Strona 1 z 1

Zapalenie trzustki wywołane podawaniem Apelki (Tiamazol)?

PostNapisane: Sob sie 31, 2019 17:45
przez nomik
Może ktoś z Was spotkał się z takim przypadkiem, tj. zapaleniem trzustki wywołanym przez tiamazol (lek Apelka)?

Kociaty miał badanie w marcu - ewidentna nadczynność tarczycy, trzustka w normie:
T4 wolna: >6,00 ng/dl (norma: 0,500-2,60) - skala się skończyła :(
T4 całkowita: 8,84 μg/dl (norma: 1,00-2,50)
Lipaza (DGGR): 19,4 U/l (norma: 0,100-26,0)
Poza tym wyniki były dobre, tylko wyniki wątrobowe podwyższone - dostał coś na wspomaganie i wróciło do normy.

Na tarczycę dostał Apelkę (tiamazol) - 2 x dziennie po 3,75 mg.

Po 5 miesiącach tarczyca lepiej, trzustka - dramat:
T4 wolna: 2,65 ng/dl (norma: 0,500-2,60)
T4 całkowita: 4,50 μg/dl (norma: 1,00-2,50)
Lipaza (DGGR): 61,3 U/l )(norma: 0,100-26,0)

Wiem, że u ludzi tiamazol może wywoływać zapalenie tarczycy. Szukam informacji, czy u kotów również i jeśli tak, to jakie są rokowania i co zamiast tiamazolu.
Kociak jest pod stałą opieką weterynarza i oczywiście będzie nadal prowadzony przez lekarza. Niestety wynik odebrałam teraz, a konsultacja dopiero w poniedziałek, dlatego szukam informacji i stąd pytanie u Was. Może ktoś zna podobny przypadek i może opowiedzieć, jak to wyglądało.

Re: Zapalenie trzustki wywołane podawaniem Apelki (Tiamazol)

PostNapisane: Nie wrz 01, 2019 17:23
przez Yocia
A objawy są? Jak trzustka na usg?

Re: Zapalenie trzustki wywołane podawaniem Apelki (Tiamazol)

PostNapisane: Nie wrz 01, 2019 18:06
przez nomik
Chudnie i wymiotuje, ale to było obecne już wcześniej. Mimo to jest całkiem żywiołowy, jak na 13-latka i ma ochotę jeść, o ile coś lubi.
Jak USG teraz - jeszcze nie wiem, badania robiliśmy w sobotę, wynik dostałam wieczorem, dopiero w poniedziałek będę dalej konsultować z lekarzem. W marcu usg było ok.

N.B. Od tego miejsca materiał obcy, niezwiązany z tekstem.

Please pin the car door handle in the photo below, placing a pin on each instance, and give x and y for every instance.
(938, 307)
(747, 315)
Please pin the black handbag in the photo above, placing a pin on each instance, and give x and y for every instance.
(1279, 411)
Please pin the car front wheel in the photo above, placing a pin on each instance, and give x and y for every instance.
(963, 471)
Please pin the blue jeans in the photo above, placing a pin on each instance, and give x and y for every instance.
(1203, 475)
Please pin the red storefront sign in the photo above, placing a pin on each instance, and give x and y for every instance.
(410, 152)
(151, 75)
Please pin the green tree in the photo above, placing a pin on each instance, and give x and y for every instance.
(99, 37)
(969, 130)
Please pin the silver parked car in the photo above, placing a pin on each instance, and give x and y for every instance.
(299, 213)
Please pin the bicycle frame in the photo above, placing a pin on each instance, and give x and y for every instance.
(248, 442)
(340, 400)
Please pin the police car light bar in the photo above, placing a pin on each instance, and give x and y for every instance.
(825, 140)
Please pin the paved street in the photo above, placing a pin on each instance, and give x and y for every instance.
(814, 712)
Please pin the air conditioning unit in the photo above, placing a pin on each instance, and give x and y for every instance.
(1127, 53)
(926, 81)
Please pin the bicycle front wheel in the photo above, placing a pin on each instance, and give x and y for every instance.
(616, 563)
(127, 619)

W marcu w wynikach wyszła znaczna nadczynność tarczycy i stąd jej leczenie. Trzustka była w porządku - było zarówno badanie lipazy trzustkowej, jak i pełne usg jamy brzusznej w poszukiwaniu czegokolwiek niepokojącego. Niczego niepokojącego nie było. Od marca do teraz przyjmuje Apelkę (tiamazol). Wymiotuje wyraźnie mniej, ale nadal. Mam też wrażenie, że nieco częściej szuka odosobnienia - subtelnie, ale jednak. Nie dawało mi to spokoju i poprosiłam jeszcze raz o pełną przesiewówkę (poszerzony panel geriatryczny) i wyszła ta trzustka. Trzustka mnie zaskoczyła, była badania po prostu dla świętego spokoju, że wszystko ma sprawdzone. Zastanawiam się, czy nie jest to efekt tiamazolu, bo czytałam, że takie reakcje się zdarzają - i u ludzi i u kotów. W Internecie znalazłam jednak sporo sprzecznych informacji, stąd sprawdzam, czy ktoś może się spotkał z takim przypadkiem. Była to w jednym wątku informacja, że tiamazol może powodować stan zapalny trzustki, ale bez jakiegoś rozszerzenia tematu.

Jeszcze dopytam: Czy wynik 61,3 lipazy trzustkowej jest bardzo zły czy po prostu niepokojący i do natychmiastowego zajęcia się, ale bez dramatyzowania?

Re: Zapalenie trzustki wywołane podawaniem Apelki (Tiamazol)

PostNapisane: Wto wrz 03, 2019 10:04
przez Yocia
Najlepiej byłoby upewnić się specyficzną lipazą (fpl) ilościowo, jeśli inne dodatkowe informacje (objawy,usg) też są niejednoznaczne. Fpl ma większą czułość i swoistość.